Santo Domingo, R. D.-En la República Dominicana, su legado no es neutro ni abstracto, permanece incrustado en estructuras del Estado, en programas públicos y, de manera particularmente grave, en criterios de evaluación de personal y políticas internas de ministerios, donde hoy se privilegian parámetros ideológicos ajenos a nuestra Constitución, a nuestra cultura y a nuestros valores fundacionales.
Bajo el discurso de la “cooperación internacional”, la USAID operó durante años como un agente de reingeniería cultural, promoviendo agendas que nada tenían que ver con el desarrollo económico o institucional, y mucho con la transformación de creencias, lenguaje y estructuras sociales. El problema nunca fue la ayuda humanitaria, sino la condicionalidad ideológica disfrazada de modernidad.
La cancelación de la USAID por la nueva administración de los Estados Unidos no borra el daño causado

Hoy vemos las consecuencias: ministerios del Estado dominicano que evalúan, capacitan y promueven personal no en función de mérito, desempeño o vocación de servicio, sino en función de su adhesión a marcos ideológicos específicos, entre ellos la llamada “perspectiva de género”, utilizada no como herramienta analítica, sino como instrumento doctrinal para relativizar la familia tradicional y redefinir valores básicos sin debate democrático.
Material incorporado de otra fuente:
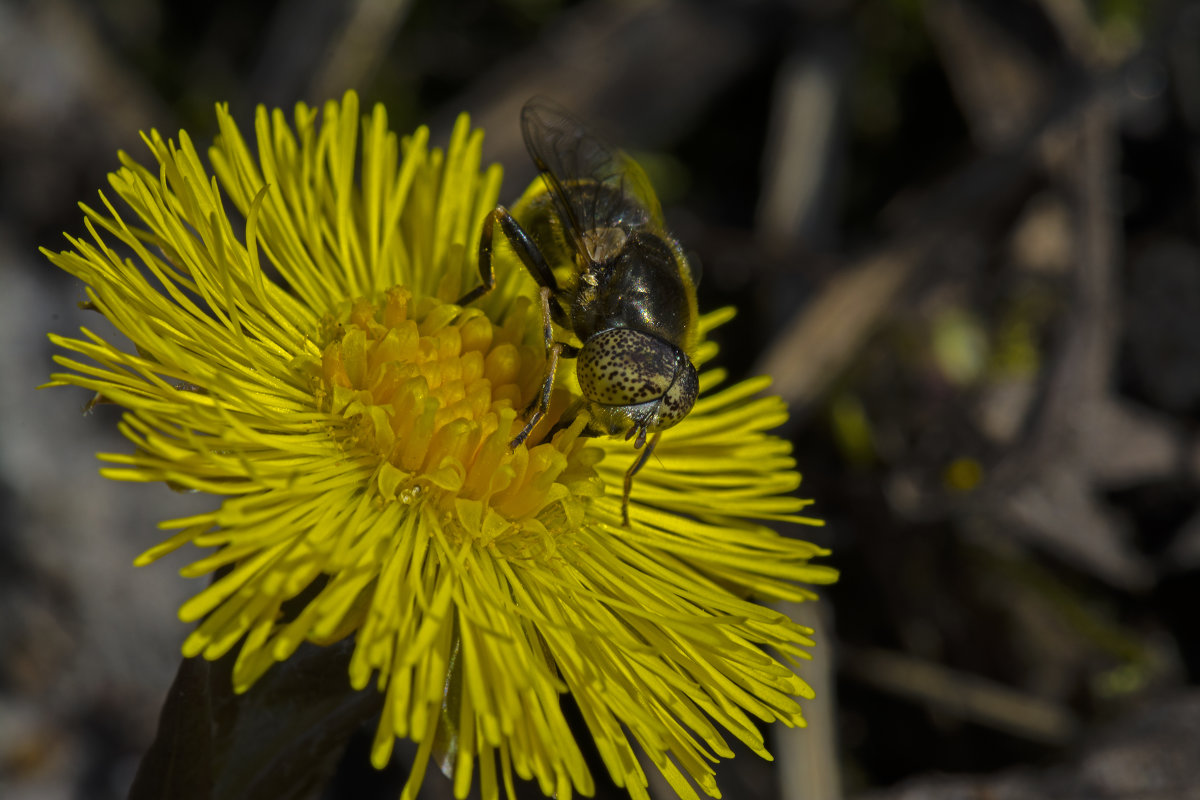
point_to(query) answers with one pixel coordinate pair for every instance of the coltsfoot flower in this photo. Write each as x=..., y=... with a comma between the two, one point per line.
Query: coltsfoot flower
x=298, y=353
Este fenómeno no es casual ni espontáneo. Es el resultado de años de financiamiento, formación, asesorías técnicas y manuales importados, donde se enseña a funcionarios y técnicos a desconfiar de su propia cultura y a asumir que todo lo heredado debe ser “deconstruido”.
Se instaló así una lógica peligrosa, quien defiende la familia, la identidad nacional o la moral social es “atrasado”; quien cuestiona estas agendas es “excluyente”; quien disiente, debe ser corregido o marginado.